Ainda que a função do autor passe por caracterizar os modos de existência e determinar o funcionamento de certos discursos dentro da sociedade, parece ser uma visão desactualizada na medida em que fecha, à partida, as possibilidades de interpretação dessa realidade. Entender a realidade não é propor uma forma genérica de representação, consistindo antes em abri-la a um número indeterminado de possíveis aplicações. Ainda que seja normal entender o autor como o criador genial de um trabalho no qual ele deposita um exaustivo mundo de significados, não significa que estes não possam ser subvertidos e alterados, percebidos e adaptados de uma forma individual constante. A função do autor enquanto responsável exclusivo pela produção de conteúdos vai desaparecer, de tal forma que a ficção e a pluralidade da realidade vão funcionar de uma outra forma absolutamente plural e constrangida (Barthes, The Death of the Author, 1967). Quem executa um projecto, perde então protagonismo para quem pode vir a experienciar esse mesmo projecto. A diferença parece incidir no facto do designer já não oferecer produtos fechados na sua funcionalidade operativa, propondo antes um dispositivo ou um sistema aberto a múltiplas interpretações e usos. O conceito de criador e consumidor são duas realidades que continuam a existir, sendo a responsabilidade da criação simplesmente partilhada pelos dois sujeitos. O importante é a possível experiência que resulta daquilo que o designer oferece e da forma como o consumidor a interpreta. Neste sentido,

(…) toda a gente deve poder participar no processo criativo. Os artistas já não produzem obras de arte para serem apreciadas ou julgadas; em vez disso, eles providenciam um sistema, um estímulo, que pode ser interpretado de diversas maneiras por cada pessoa que experiencia a obra, incluindo o autor (Mitchell, 1989, p. 213, tradução livre).

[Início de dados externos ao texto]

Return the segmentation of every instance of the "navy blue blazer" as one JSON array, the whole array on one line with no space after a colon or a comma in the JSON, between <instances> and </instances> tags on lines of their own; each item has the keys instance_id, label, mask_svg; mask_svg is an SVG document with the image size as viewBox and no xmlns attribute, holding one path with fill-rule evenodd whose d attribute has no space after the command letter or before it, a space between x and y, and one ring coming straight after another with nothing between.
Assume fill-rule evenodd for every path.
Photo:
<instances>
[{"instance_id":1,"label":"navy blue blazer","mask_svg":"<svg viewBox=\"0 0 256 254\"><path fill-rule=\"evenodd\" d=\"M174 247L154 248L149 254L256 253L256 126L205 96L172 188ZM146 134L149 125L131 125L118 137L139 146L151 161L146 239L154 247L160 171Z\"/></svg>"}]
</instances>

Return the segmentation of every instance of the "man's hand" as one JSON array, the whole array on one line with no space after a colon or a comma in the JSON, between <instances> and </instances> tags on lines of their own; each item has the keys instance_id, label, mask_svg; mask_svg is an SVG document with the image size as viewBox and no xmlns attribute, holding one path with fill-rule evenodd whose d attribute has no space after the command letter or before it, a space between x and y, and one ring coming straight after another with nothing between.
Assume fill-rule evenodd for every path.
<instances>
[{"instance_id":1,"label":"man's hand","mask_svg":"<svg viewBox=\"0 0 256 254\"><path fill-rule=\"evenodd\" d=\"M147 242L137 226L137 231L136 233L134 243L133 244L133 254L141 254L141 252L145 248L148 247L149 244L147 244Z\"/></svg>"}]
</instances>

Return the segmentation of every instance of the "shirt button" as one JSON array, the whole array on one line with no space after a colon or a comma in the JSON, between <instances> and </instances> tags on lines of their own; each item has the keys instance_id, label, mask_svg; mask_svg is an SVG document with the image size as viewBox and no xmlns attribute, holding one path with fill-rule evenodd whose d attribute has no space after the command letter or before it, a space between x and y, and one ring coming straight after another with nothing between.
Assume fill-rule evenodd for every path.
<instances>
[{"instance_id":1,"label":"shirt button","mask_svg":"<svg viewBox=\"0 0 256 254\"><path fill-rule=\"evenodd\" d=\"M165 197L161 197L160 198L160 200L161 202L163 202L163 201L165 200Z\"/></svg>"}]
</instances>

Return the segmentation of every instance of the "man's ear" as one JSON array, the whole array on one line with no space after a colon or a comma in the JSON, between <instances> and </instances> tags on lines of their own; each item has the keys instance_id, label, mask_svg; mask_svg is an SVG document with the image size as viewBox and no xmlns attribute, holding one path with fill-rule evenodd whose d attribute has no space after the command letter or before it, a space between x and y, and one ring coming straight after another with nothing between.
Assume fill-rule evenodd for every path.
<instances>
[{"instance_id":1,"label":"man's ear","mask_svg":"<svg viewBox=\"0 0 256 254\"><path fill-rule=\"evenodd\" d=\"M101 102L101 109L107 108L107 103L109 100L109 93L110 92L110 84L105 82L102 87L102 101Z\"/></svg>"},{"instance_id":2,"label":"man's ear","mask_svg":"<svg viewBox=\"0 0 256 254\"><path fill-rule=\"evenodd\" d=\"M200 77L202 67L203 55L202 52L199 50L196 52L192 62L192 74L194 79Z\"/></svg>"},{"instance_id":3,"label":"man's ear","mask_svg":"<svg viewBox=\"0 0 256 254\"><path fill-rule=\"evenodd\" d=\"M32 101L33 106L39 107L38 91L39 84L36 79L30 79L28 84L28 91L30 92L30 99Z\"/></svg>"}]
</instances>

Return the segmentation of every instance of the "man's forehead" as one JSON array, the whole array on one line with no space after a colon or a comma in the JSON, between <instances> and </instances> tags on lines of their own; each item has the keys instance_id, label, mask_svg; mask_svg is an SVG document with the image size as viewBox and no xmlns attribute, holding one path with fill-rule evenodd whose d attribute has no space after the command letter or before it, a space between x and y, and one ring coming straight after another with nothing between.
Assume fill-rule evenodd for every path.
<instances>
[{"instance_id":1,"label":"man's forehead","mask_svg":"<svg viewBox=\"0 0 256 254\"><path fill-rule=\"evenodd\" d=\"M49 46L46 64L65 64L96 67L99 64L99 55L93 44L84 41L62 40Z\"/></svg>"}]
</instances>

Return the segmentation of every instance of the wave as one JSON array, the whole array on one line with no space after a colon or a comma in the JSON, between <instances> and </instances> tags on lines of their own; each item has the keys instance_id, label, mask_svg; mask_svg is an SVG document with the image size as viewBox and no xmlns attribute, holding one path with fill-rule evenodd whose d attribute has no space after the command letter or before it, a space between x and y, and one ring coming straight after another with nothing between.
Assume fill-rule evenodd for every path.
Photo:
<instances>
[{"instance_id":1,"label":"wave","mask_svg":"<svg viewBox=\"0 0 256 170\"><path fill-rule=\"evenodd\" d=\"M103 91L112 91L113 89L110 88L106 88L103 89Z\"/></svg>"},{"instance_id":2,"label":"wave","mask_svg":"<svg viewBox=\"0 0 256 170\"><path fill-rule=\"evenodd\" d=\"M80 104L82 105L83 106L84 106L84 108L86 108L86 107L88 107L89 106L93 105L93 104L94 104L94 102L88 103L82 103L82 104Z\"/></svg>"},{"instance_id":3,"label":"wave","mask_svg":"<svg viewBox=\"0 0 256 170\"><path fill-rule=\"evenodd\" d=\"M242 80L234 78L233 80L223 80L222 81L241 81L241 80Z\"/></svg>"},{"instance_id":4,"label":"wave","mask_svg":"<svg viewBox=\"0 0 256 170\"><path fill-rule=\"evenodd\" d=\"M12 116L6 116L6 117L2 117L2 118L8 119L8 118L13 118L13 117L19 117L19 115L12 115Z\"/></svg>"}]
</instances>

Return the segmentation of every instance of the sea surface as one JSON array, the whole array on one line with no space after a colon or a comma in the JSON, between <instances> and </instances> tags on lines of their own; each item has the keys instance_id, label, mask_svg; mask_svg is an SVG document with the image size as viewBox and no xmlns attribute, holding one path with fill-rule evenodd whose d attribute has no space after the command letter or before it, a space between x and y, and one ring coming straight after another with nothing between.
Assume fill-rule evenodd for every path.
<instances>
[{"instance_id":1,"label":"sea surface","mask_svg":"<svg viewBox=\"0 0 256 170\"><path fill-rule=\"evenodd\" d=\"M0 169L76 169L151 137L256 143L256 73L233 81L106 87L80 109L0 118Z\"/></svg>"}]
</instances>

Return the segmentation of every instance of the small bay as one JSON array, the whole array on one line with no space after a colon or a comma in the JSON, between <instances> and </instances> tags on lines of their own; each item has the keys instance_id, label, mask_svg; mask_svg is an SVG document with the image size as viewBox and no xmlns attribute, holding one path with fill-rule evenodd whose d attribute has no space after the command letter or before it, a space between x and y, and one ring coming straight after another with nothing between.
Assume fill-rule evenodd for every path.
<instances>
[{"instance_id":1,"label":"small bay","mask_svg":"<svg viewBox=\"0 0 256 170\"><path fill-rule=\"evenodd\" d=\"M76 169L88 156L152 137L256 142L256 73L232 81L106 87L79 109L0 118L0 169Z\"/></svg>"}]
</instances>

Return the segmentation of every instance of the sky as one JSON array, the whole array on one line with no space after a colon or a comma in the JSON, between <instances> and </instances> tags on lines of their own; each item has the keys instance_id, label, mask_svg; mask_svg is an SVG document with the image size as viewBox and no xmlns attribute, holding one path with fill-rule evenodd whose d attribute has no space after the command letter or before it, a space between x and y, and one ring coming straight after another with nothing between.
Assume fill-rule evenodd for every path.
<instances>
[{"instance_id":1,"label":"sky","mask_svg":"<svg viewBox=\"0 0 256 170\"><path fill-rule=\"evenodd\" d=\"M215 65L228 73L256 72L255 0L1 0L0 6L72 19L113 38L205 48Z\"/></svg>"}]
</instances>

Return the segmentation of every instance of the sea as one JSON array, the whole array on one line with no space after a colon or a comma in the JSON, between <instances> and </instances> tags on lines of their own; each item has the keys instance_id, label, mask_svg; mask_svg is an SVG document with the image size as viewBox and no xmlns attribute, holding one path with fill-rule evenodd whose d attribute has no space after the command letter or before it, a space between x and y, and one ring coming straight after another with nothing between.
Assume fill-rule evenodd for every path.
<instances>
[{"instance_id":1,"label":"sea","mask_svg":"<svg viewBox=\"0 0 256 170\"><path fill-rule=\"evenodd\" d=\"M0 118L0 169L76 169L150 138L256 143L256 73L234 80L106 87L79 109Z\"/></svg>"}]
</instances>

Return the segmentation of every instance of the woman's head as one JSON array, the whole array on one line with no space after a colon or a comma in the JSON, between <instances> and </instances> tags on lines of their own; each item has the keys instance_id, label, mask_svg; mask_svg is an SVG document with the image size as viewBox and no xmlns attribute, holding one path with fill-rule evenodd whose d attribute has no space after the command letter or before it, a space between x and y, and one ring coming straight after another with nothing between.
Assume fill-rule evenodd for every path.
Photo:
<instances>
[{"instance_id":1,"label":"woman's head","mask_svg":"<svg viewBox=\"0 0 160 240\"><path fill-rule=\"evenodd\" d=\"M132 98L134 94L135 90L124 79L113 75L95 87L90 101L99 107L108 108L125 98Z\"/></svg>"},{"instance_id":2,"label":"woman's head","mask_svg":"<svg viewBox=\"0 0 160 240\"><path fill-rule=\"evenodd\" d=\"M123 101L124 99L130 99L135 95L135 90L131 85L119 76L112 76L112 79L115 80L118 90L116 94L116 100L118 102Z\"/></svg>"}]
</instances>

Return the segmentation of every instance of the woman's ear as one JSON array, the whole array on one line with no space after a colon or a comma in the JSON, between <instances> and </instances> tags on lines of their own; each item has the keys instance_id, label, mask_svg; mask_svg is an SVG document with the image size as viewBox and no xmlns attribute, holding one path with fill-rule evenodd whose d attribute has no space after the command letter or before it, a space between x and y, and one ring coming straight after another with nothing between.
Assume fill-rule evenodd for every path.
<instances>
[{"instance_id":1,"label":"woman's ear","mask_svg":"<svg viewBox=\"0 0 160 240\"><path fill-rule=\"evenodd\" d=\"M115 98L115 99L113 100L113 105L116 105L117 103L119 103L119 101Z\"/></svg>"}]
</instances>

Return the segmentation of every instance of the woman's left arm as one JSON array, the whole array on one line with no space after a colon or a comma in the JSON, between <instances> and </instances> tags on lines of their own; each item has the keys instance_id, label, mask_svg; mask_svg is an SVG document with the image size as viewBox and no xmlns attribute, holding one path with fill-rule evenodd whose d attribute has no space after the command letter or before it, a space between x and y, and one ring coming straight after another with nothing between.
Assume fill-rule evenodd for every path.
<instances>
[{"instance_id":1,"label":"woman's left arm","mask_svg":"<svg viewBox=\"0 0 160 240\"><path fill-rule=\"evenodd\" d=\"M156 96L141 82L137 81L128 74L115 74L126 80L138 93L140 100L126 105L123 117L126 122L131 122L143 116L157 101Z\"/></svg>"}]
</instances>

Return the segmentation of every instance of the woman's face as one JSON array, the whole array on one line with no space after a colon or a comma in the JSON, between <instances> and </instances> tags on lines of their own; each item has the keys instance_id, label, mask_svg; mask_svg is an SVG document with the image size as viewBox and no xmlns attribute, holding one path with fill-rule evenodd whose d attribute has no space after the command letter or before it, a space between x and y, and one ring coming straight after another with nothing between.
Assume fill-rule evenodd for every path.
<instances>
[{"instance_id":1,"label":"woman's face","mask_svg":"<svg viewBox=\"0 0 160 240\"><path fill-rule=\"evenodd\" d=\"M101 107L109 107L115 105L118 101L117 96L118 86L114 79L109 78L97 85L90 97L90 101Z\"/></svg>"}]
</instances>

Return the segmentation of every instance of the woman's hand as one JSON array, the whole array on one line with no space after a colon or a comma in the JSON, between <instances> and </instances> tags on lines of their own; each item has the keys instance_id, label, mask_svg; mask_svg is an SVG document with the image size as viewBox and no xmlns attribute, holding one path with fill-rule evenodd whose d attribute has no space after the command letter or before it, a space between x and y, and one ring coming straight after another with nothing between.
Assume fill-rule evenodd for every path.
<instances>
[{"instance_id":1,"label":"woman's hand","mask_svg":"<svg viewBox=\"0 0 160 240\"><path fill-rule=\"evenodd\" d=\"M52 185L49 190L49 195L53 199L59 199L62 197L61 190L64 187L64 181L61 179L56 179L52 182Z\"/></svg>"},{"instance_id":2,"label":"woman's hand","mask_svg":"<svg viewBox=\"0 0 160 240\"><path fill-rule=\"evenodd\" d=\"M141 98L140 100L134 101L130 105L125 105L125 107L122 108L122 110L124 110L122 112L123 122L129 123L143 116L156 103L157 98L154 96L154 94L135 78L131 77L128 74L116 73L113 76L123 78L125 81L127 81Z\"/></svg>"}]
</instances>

O mesmo se passa com os designers. Estes não devem ser entendidos como fornecedores de sistemas totalitários fechados e estruturados, nem como autores ou produtores de um qualquer sistema pós-estrutural. O designer deve agora ser entendido como um prosumidor (Toffler, 1980), sendo simul- taneamente entendido ao mesmo tempo como produtor, utilizador e editor de uma mesma realidade.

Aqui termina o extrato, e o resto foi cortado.